'jie' is damn sad today. something's really bothering him. i do not know how to help as i'm not very good in giving advice. i can listen but giving advice, i'm not really good in that.
6 July - first of all, congratulations to Nikki, she graduated today. went to the airport to pick my parents up and then checked into the hotel. what a coincidence, a friend of mine and his Mum are staying there too. later we, as in me and my parents had dinner with Nikki and her parents. dinner was great, Thanks.
7 July - it's my turn to graduate. went to the Wembley Conference Centre and thank God i managed to get myself a robe. and i rented it for £35. wasn't very excited about it though, but that's until i stepped into the auditorium. when the ceremony started, things started to flash in my head. been thinking a lot and i wished i had a paper and pen there, so that i can just wrote everything down. now i can't really recall what was i thinking at that time. gosh...talking about short-term memory lost. well see, first of all, i would really love to thank my parents, especially my Dad for sending me over to London to study. all the money that he earned, all gone because of me. thinking about it, i feel so bad and guilty and sorry. then i started to think about the past, the sweet memories and the hard time i had when i was here in London. arghh...i don't know how to put everything in a proper sentence. fine that's it.

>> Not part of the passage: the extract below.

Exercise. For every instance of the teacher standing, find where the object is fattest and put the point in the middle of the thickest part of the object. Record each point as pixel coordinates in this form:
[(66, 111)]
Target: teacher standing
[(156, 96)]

had my pictures taken and i spent £42.95 for it. isn't that costly?! anyhow i'm stuck now, don't know what to write.
8 July - went to the wax museum, Madame Tussaud's. entrance ticket, £19.99 per person. there's nothing cheap here, ain't it? talking about art, isn't it amazing how people can actually made something (the wax) that looks so incredibly alike the real person that they're making? shit..do you understand what i'm actually talking about? alright sorry if you can't understand coz i have really bad vocab. later in the evening, had dinner with Nikki, my 'jie' and parents at Belgo. all of us had lobster meal, LOBSTER. yummy..but when the bill came, goodness gracious, £113++. and thanks to my Dad again, for the great dinner. he must be extremely broke now. how can he survive with a daughter like me?